You guys should watch this if you want to talk about ERs.

https://www.youtube.com/watch?v=vca7xmAhvO8

jerseycityjoan

walrus --

We have to get a handle on our medical costs and you are 100% right, we should certainly be using the "best bits" of others' systems when we redo ours.

Australia seems to be one of the few First World countries left that actually is run for the benefit of its own citizens.

Do not let that change.

When I think of all that we will have to do to "get back our country again" I wonder if we'll be able to do it, in the end. Not that it will be me doing it, it will be done by Americans who are kids today or not even born. What a terrible thing we are thrusting on them -- a mess we allowed to be made mostly without protest.

Anyway, good luck to the Australians on keeping the great things they've got.

Eric Newhill

Hi Steve,
It's probably a matter of perspective, emphasis and regional/corporate difference. The company I work for is national (international actually). We probably contract with you.

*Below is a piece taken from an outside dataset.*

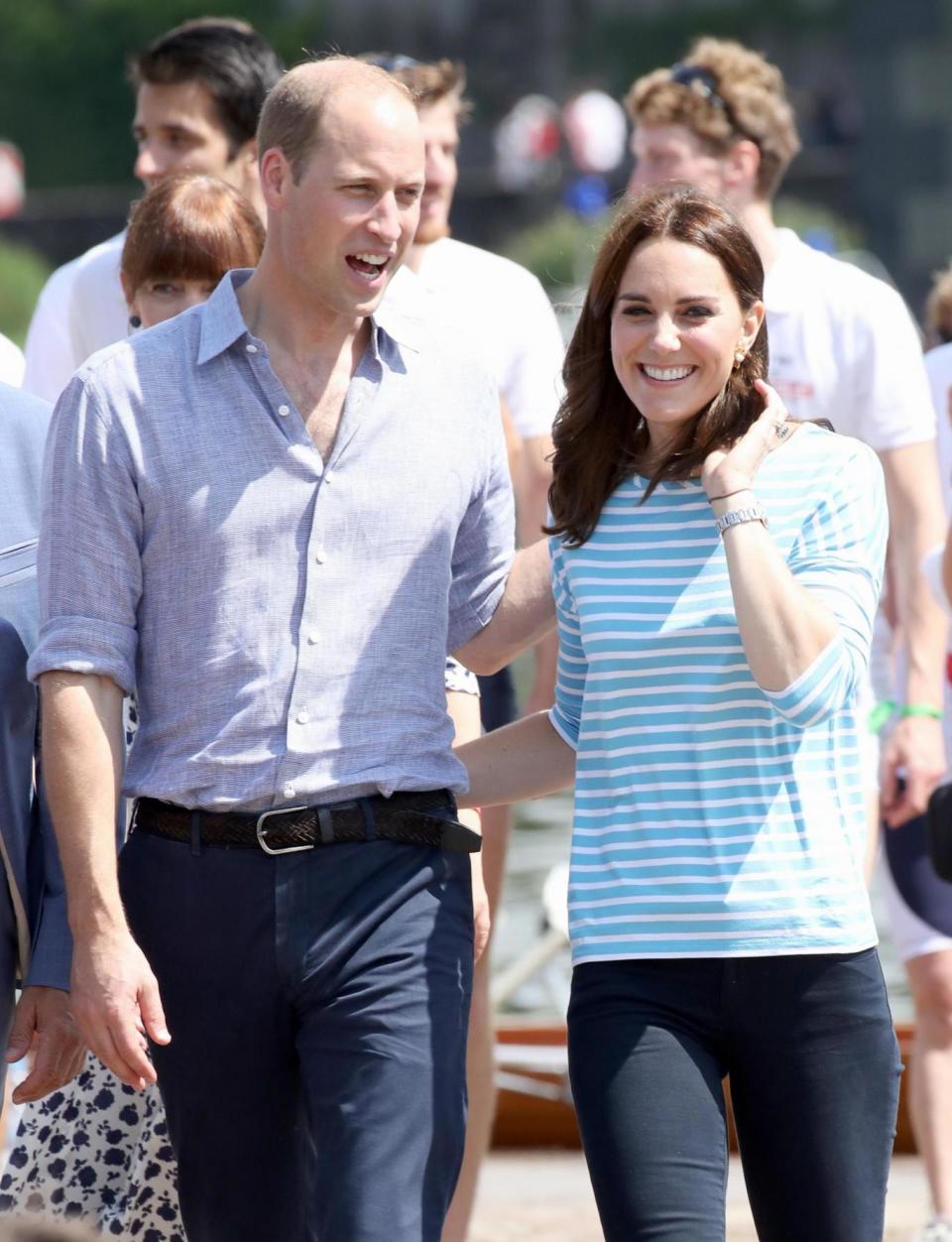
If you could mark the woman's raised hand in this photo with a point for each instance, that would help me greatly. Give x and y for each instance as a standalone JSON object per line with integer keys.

I don't exactly recall what I wrote. But with regards to 3), I believe I was referring to a pay for performance model as opposed to credentialing. The company I work for is a pioneer in analyzing risk models based on members' claims and determining the quality of care that has been provided. This would include gaps in care for chronic conditions, follow-up visits, various outcomes measures. Providers are reimbursed at a base rate. Higher quality relative to peers leads to higher reimbursement. Extremely low quality would lead to discontinuation of contract.

There are many good physicians that try very hard to work with us to keep costs down (as you note). So I don't mean to disparage the whole provider community. As you know, these trends take on a life of their own. It isn't always by design.

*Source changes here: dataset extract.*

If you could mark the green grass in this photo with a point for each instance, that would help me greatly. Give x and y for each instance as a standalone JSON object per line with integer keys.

Yes, we pay for the knee arthroscopies. We've tried not too and we pretty much had a provider revolt on our hands.

I did study a few years ago concerning spinal surgeries. I was appalled by the poor outcomes (and the cost). Many members were far worse off than prior to surgery. We could see that analgesic/opiate prescriptions continues for years afterwards, suggesting a failure to relieve symptoms. Worse, direct evidence came from failed laminectomy syndrome, failure to fuse, etc. I was proud of that work because, based on it, we implemented much tighter parameters for approval of auth requests. We even went to full medical chart reviews for a period of time to make sure the surgeons knew we meant it. $millions were saved, but more importantly, a lot of people were spared inappropriate surgeries that could have ruined their lives.

Eric Newhill

Walrus, There is much to be admired and emulated in the Australian system. I would vote for its direct implementation in the US.

The private market ideologues would object as would the social justice rabble rousers. The latter b/c rich people could still get supplemental insurance they can't and thus they would proclaim that a genocidal war was being waged against them. Politician would respond by expanding public benefits to = the supplemental and we'd be back where we started, now with 30% of GDP going to healthcare.

Tyler

Cynthia,

Its kind of ridiculous to strawman this situation as "greedy hospitals and insurance companies!" when the law won't let anyone get turned away from an ER.

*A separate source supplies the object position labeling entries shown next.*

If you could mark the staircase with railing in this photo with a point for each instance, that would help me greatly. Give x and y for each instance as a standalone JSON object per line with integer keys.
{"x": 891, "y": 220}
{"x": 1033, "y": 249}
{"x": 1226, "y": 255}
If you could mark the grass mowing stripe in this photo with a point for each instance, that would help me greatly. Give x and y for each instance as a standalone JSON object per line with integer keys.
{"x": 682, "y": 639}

People need to stop using the ER as their primary care. Full stop.

Tyler

steve,

lmbo a socialist finally finds something to complain about the cost of.

you're pretty dedicated to picking those nits, huh?

Amir

You are write about the misuse (not abuse) of E.R. The patients show up in ER because they can not find PCP (Primary Care Physicians) who take their insurance. This whole Obama Care Insurance issue, though better than before, leaves a HUGE gap where lots of low income people fall through. Using monetary disincentives to avoid healthcare contacts, prevents budget overruns but it leads to poor healthcare delivery. What would be even better than building these financial barriers, would be just to shoot all the excess population. I am sure you are not advocating that.
What is needed is a complete reorganization of healthcare.

As I had said before, one has to remove the "paper pushers" from the system. In us 30% (yes THIRTY procreant) of the healthcare budget is spent on administration. A country like The Netherlands does it with 3% and Belgium with 5% of the cost. They are 6-10 times (600% to 1000%) more efficient in their administration, if one wants to believe this. Or the other explanation is that (like the contractor business in the defense sector, of which I know nothing) by creating these huge side-streams, milking it becomes easier.

More US graduate needs to be educated and at a lower cost. There is no reason why educating a physician in US costs 200,000.00 $ for the graduate school and probably another 100k to 150k $ for undergraduate school. And all this while the same level of education (no Belgium (highest per capita number of patents), Switzerland, Sweden, The Netherlands, UK, ... are not inferior to the US education) costs only a fraction in the latter countries: range of 30k to 70k $.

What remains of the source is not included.